Auch die Mahlzeiten nahmen wir gemeinsam mit fremden Leuten ein. Mit dabei war auch meistens eine geistig behinderte Frau. Sie gehörte quasi zum Inventar des Hauses, denn obwohl sie immer meinte: «Gaaht mi nüüt aa!», wusste sie stets über alles Bescheid und erzählte sehr viel. Doch manchmal – nicht nur bei ihr – waren die gehörten Geschichten während des Essens aber recht beängstigend für mich.

Eigentlich hätte das grosse Haus dringend einen Hauswart gebraucht. Doch mein Vater erledigte dies nebst allen anderen Arbeiten auch noch. Es war spannend, ihn auf seinen Rundgängen zu begleiten. Es gab immer Vieles zu reparieren. Er ist, unter anderem, ein vorzüglicher Handwerker. Meine ersten Werkzeuge habe ich wohl bei ihm kennen gelernt. Tatsächlich ergriff ich – zum Erstaunen meiner Eltern – einen handwerklichen Beruf.

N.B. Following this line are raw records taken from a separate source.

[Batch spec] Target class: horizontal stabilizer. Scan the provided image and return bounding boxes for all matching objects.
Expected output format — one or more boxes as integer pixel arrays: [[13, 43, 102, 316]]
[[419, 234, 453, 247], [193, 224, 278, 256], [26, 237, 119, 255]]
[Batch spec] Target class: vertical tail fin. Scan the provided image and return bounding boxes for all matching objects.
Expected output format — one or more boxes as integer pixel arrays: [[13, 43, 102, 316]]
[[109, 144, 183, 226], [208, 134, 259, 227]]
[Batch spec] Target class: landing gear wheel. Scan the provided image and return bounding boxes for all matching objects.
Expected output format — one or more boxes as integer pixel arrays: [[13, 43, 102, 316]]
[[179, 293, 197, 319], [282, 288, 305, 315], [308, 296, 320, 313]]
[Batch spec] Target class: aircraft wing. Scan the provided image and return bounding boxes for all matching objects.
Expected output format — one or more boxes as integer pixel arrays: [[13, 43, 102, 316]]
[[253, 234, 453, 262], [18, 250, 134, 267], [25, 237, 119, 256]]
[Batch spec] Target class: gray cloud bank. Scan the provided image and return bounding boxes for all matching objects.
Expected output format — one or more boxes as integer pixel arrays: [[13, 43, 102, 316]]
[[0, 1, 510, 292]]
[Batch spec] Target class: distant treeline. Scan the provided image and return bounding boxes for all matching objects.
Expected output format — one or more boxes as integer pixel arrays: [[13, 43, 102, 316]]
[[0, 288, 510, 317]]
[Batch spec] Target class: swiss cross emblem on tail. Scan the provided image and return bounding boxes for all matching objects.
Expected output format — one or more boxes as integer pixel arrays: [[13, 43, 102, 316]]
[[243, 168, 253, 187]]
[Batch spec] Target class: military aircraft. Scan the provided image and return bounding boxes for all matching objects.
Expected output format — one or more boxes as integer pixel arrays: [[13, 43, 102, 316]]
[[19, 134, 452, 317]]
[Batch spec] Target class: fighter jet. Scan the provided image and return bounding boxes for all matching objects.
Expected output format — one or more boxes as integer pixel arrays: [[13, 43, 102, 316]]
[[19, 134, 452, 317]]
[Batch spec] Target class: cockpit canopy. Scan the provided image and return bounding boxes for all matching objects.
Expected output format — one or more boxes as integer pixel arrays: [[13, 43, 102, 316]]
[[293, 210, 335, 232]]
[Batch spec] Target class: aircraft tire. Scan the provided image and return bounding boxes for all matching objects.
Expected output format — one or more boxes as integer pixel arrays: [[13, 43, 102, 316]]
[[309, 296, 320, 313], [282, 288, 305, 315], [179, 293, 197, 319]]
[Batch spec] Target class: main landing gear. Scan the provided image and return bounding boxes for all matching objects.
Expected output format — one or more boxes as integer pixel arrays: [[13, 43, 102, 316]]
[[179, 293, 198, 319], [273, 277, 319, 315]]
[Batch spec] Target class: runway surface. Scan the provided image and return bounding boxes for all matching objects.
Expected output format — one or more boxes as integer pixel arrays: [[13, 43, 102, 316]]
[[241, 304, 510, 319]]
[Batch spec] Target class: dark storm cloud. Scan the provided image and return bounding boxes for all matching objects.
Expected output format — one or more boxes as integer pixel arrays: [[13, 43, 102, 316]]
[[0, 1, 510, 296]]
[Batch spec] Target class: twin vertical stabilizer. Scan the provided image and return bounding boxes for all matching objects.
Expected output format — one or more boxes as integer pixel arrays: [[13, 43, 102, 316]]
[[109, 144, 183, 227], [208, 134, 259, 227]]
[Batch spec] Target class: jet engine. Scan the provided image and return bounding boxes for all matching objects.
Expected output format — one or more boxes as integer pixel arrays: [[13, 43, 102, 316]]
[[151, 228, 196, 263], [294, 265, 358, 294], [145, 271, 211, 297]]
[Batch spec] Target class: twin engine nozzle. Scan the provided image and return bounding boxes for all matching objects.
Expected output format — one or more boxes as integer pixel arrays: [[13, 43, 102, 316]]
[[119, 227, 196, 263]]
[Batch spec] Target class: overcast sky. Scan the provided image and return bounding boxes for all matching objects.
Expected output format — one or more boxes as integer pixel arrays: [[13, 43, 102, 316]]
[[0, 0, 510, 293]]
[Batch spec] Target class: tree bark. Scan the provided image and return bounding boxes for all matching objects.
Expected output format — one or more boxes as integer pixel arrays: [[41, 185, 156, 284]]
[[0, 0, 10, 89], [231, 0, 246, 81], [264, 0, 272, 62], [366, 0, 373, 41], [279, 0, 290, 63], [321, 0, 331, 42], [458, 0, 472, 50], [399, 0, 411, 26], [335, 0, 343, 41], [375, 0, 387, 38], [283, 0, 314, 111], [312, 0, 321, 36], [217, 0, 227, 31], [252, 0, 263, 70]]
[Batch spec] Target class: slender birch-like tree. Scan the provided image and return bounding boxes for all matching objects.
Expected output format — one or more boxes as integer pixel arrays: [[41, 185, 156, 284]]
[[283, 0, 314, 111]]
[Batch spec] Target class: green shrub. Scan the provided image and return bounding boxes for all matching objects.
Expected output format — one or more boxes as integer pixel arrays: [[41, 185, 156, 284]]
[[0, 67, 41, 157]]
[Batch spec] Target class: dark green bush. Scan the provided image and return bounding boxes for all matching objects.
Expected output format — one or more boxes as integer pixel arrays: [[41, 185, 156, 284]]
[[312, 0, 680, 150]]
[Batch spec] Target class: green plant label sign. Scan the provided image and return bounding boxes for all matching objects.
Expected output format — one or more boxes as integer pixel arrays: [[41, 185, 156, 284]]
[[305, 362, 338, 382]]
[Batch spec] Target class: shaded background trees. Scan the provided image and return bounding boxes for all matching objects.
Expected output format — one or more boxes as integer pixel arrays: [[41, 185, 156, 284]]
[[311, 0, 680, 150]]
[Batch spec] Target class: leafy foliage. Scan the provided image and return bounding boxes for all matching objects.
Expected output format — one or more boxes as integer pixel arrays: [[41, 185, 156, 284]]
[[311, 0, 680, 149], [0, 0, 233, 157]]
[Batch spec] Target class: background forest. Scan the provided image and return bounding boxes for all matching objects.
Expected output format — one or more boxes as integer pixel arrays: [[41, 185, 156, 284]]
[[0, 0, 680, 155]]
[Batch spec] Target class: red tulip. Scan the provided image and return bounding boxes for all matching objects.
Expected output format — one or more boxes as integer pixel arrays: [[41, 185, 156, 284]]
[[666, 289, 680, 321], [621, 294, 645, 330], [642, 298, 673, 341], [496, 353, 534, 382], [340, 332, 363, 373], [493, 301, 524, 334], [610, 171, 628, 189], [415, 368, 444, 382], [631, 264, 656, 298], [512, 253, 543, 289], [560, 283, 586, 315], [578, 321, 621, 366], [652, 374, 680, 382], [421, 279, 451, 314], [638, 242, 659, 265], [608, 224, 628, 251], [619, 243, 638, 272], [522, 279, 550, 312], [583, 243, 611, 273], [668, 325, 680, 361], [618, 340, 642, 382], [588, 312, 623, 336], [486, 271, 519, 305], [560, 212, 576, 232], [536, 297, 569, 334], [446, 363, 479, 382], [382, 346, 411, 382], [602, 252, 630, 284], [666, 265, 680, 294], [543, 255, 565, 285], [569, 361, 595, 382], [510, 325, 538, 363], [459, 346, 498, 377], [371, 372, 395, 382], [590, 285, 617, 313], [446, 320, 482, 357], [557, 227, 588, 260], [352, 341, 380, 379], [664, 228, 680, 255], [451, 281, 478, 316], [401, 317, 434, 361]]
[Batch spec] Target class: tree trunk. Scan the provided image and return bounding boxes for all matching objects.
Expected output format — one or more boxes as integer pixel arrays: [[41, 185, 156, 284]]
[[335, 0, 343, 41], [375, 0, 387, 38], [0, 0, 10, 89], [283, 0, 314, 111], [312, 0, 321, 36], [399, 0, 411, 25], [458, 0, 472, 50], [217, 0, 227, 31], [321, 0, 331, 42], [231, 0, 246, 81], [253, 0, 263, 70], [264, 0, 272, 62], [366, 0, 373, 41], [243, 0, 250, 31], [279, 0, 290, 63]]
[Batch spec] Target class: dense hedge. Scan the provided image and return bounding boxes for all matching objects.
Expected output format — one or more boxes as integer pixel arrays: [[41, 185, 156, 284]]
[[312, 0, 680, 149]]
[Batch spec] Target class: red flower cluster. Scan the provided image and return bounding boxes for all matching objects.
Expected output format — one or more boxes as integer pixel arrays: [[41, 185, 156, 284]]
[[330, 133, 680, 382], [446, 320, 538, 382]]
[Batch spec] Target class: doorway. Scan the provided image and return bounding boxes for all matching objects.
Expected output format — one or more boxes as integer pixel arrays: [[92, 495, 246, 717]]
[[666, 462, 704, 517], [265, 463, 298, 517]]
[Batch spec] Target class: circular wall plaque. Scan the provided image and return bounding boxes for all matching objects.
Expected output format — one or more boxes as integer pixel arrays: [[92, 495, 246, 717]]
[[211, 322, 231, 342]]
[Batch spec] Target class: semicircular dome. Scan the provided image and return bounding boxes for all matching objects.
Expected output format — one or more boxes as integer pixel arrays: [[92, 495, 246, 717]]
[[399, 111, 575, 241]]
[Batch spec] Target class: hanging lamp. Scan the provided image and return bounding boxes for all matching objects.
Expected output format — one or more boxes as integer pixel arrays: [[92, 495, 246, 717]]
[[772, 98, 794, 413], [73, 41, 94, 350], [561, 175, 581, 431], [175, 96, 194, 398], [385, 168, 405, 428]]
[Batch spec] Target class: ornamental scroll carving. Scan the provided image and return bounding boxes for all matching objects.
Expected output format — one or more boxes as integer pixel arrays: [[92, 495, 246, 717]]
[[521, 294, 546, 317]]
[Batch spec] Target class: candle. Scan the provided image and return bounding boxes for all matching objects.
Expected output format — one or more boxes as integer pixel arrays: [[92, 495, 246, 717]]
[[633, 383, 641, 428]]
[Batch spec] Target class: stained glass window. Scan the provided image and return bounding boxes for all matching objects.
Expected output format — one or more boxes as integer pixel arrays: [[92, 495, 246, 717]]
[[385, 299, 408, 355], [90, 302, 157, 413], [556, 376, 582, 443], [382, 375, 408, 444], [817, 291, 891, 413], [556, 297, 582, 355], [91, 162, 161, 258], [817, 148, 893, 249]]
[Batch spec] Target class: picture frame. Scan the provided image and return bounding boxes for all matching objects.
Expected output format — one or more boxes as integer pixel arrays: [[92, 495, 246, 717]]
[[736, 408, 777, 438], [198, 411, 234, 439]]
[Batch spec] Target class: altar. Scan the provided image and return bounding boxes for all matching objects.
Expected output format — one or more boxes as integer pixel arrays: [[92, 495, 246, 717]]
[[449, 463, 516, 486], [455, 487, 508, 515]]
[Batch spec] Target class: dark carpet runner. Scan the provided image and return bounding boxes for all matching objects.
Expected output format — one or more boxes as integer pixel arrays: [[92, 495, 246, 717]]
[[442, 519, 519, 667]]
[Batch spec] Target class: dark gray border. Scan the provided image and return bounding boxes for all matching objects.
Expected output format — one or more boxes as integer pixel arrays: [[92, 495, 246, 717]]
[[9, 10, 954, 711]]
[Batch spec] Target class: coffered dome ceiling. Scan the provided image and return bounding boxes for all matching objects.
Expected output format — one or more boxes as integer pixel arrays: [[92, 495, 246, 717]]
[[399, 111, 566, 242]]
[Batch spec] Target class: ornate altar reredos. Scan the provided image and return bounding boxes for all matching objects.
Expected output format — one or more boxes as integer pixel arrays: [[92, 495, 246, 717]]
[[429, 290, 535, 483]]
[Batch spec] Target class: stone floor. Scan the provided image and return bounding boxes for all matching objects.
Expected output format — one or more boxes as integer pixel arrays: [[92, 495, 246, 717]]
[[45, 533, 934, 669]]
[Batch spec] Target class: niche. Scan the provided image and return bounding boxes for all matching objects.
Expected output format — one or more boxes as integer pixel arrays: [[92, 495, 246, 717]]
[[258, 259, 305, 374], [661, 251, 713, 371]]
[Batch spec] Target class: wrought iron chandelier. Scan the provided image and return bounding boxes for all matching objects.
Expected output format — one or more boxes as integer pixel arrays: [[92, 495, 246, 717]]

Ich war schon immer der Faszination von Geschichten erlegen und konnte bereits als Kleinkind stundenlang darin schwelgen. Dabei hörte, sah oder las ich eine Geschichte unzählige Male. Erst dann, wenn ich alles bis ins kleinste Detail erfasst hatte, erlag ich der nächsten Bezauberung! Ich glaube, genau deshalb war es mein Wunsch, die Kunst und das Handwerk zu lernen, Geschichten in Büchern zu binden. Wenn mich etwas packt – auch heute noch – so bin ich ganz einfach verloren! Sei es ein Buch, eine neue Herausforderung, ein Projekt, eine ungelöste Rechnung oder eine kreative Arbeit: Meist bin ich so vollständig davon absorbiert, dass ich alles Andere rundum vergesse!

Auch mein weiterer Lebensweg führte mich wohl wegen dieser Eigenschaft – und wegen meines speziellen Elternhauses – in das Haus Schärenmatte, wo ich seit fünfzehn Jahren tätig bin. Hier gibt es für mich immer wieder Neues und Spannendes zu erleben! Nie könnte es mir da langweilig werden! In den Ateliers arbeiten wir mit allen Betreuten des Hauses und es freut mich, wenn es mir gelingt, mit meiner Begeisterungsfähigkeit jemanden zu motivieren und anzustecken! Und ein grosses Haus bin ich mir ja von klein auf gewohnt!

Wer es nicht weiss, ahnt es bestimmt: Mein wirklich ganz spezielles Elternhaus war das Bürgerheim Weingarten in Olten. Meine Eltern leiteten den Betrieb von 1975 – 1995 und sie erhielten für die gute Führung des Hauses sogar eine Auszeichnung der Stadt Olten!

Ich wuchs im Altersheim auf. Was, ehrlich gesagt, nicht immer ganz einfach war. Als ich älter wurde, verloren die schönen Plätze für mich ihre Anziehungskraft und ich fühlte mich trotz der vielen Leute allein. Das grosse Haus wurde mir zu eng. So zog ich bereits im ersten Lehrjahr von zu Hause weg. Tatsächlich musste ich als Erstes lernen, einen «normalen» Haushalt zu führen und darin zu leben, denn das war für mich eine ganz neue Welt! Heute wohne ich zusammen mit meinem Mann und unseren drei Katzen in einem Haus am Schürlimattring, das nur vier Jahre jünger ist als das Bürgerheim Weingarten.Selbstverständlich steht auch unser Haus am Waldrand und unser Garten ist beinahe ebenso gross und schön wie derjenige des Bürgerheims. Wieder – oder immer noch – das Stück Heimat für mich, wo ich mich geborgen fühle!